Croke Park

9 Dec

 As a class we visited Croke Park on one of our Irish life and cultures field trips. We took the train to Croke Park, which is one kilometer outside of Dublin’s city center, upon arrival to the park; we watched an incredible video on what the GAA was. The GAA stands for the Gaelic Athletic Association and is an Irish and international sporting and cultural organization. Its focus was on promoting Gaelic fames such as the traditional Irish sports of Hurling, Camogie (Female Hurling), Gaelic Football, handball and rounders. The athletes that play in each sport are armatures and often have other jobs due to the fact that they don’t get paid to play in the GAA.

Croke Park can hold up to 82,000 people and is the fourth largest stadium in Europe after Nou Camp in Barcelona, Wembley in London, and Bernabeu in Madrid.

Not only is the sporting arena known for sports, but it is also the place where great travesty occurred. During the Irish war of Independence, on November 21, 1920 the Royal Irish Constabulary opened fire on the players and fans during a Gaelic football game between Dublin and Tipperary.
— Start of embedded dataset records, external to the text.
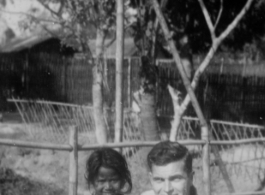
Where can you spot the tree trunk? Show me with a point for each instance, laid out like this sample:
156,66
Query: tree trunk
97,90
147,115
119,73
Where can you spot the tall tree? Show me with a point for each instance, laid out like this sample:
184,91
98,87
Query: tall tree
119,71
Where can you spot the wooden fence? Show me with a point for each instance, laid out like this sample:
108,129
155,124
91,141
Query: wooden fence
73,149
226,91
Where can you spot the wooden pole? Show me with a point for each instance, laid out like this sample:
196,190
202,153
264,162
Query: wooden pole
129,83
194,101
73,161
119,72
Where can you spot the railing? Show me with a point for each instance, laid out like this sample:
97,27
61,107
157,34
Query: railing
241,146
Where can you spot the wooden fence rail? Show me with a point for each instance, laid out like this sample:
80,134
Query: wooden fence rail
73,149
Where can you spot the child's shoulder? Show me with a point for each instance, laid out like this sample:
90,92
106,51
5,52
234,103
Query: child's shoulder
149,192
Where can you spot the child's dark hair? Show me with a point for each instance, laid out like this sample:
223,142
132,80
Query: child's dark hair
108,158
167,152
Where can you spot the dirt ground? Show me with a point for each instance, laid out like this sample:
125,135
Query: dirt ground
51,167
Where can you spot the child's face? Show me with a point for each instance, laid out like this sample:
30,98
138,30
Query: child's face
107,182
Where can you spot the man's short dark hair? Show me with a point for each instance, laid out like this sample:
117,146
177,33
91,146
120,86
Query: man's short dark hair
167,152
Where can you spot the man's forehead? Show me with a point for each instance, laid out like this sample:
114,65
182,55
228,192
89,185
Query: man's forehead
176,167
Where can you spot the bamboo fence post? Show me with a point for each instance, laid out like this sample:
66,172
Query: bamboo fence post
73,161
129,82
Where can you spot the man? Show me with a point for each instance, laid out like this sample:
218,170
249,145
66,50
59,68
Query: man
170,166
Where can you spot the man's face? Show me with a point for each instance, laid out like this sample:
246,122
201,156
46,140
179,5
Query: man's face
171,179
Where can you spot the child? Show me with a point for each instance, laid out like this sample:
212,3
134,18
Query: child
107,173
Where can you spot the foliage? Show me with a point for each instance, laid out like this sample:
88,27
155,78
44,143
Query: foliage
148,74
13,184
184,17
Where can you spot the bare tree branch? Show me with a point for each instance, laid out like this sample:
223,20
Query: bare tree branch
207,18
215,44
235,21
219,14
31,16
56,13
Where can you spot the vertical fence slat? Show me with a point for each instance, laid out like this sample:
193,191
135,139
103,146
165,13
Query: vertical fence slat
73,161
206,160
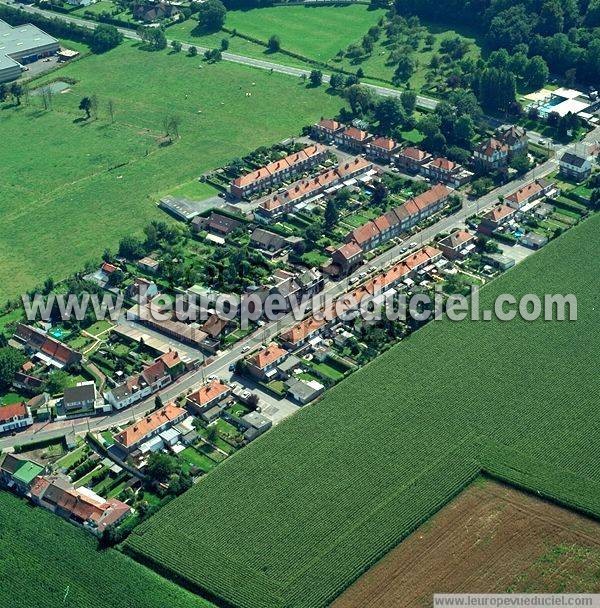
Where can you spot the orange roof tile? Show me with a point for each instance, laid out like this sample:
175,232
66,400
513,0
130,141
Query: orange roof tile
135,432
267,356
209,392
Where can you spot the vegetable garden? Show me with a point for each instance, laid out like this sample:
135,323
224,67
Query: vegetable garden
300,513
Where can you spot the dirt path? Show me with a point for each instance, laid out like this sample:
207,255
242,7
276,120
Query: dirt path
492,538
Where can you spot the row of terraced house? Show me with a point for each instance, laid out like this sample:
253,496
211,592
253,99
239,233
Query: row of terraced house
313,326
278,171
387,150
280,203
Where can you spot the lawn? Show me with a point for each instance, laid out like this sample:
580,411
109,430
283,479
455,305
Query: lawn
85,184
300,29
65,568
347,478
376,66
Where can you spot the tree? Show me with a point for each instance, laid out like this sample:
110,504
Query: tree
86,105
153,37
56,382
274,43
520,164
331,215
131,248
409,100
537,72
360,99
211,15
10,363
110,107
316,78
105,37
380,193
404,70
161,466
336,81
389,111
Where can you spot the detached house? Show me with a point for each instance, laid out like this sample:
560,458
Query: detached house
353,139
514,138
575,166
348,257
132,437
529,193
412,159
494,218
83,399
457,245
491,155
206,399
326,129
14,417
263,365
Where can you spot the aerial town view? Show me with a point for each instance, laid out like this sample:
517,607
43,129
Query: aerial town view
299,303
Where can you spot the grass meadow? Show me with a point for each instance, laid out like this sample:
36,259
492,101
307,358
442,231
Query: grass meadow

The police supported by the British army entered the ground, shooting indiscriminately into the crowd killing or fatally wounding 14 people. Amongst the 14 were 13 fans and 1 player. The player that was killed was the captain of Tipperary’s team. In Honor of Hogan, the park built and dedicated a stand that was named the Hogan stand.

It has also faced some controversy as it is part of the GAA, and was up until recently, said that the only sports that could be played there were Irish sports. However it did allow Football and Rugby to be played there in January of 2006. American football games have also been played at Croke Park as well.

I really enjoyed our visit to Croke Park… its definitely one of the nicest sporting arenas that I’ve been to in my life and I hope to see a real game there sometime in the future!